A partire dal 1° di ottobre del 2019 anche i proprietari di auto ibride dovranno pagare per accedere all’Area C di Milano. Per entrare nella cerchia dei Bastioni con un’auto elettrificata con emissioni di CO2 superiori a 75 g/km bisognerà pagare 5 euro, esattamente come avviene oggi per qualsiasi auto diesel, Euro 5 o 6, e benzina, dall’Euro 1 in poi. La deroga che attualmente consente alle ibride di circolare liberamente in centro, infatti, scadrà il 30 settembre 2019 e, come anticipato, non sarà rinnovata: i prossimi 12 mesi saranno gli ultimi di libera circolazione per le elettrificate. Una beffa, dunque, per coloro che hanno acquistato, con un netto aggravio dei costi, vetture che, fino a poco tempo fa, venivano considerate “green” anche dallo stesso Comune di Milano e che ora vengono equiparate a tutte le altre, diesel comprese.

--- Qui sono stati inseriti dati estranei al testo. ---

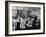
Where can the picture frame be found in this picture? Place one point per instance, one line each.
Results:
(11, 9)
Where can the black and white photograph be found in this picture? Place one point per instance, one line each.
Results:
(24, 18)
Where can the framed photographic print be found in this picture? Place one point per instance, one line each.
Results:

Non tutti pagheranno. Con l’introduzione delle nuove norme per contenere l’inquinamento, dopo aver tolto l’esenzione alle auto bifuel (Gpl e metano), il Comune di Milano ha deciso di dare un nuovo giro di vite contro le emissioni imponendo il pagamento del ticket per l’Area C a gran parte delle vetture con motore elettrificato. Non tutte le ibride, infatti, dovranno pagare. A partire dall’ottobre del 2019 l’accesso gratuito all’Area C sarà consentito unicamente alle vetture elettrificate con emissioni inferiori ai 75 g/km di CO2, mentre dal 2023 potranno circolare liberamente, in deroga fino al 2030, solo le ibride in grado di emettere meno di 50 g/km di CO2. Faranno fede i valori riportati sul libretto di circolazione sotto la voce V.7 e proprio per questo motivo i veicoli di nuova immatricolazione saranno paradossalmente penalizzati rispetto ai modelli targati prima del primo di settembre del 2018. Proprio in questa data, infatti, con l’introduzione del ciclo Wltp i valori di emissioni e consumi di tutte le vetture sono cresciuti rispetto a quelli rilevati con il precedente ciclo Nedc.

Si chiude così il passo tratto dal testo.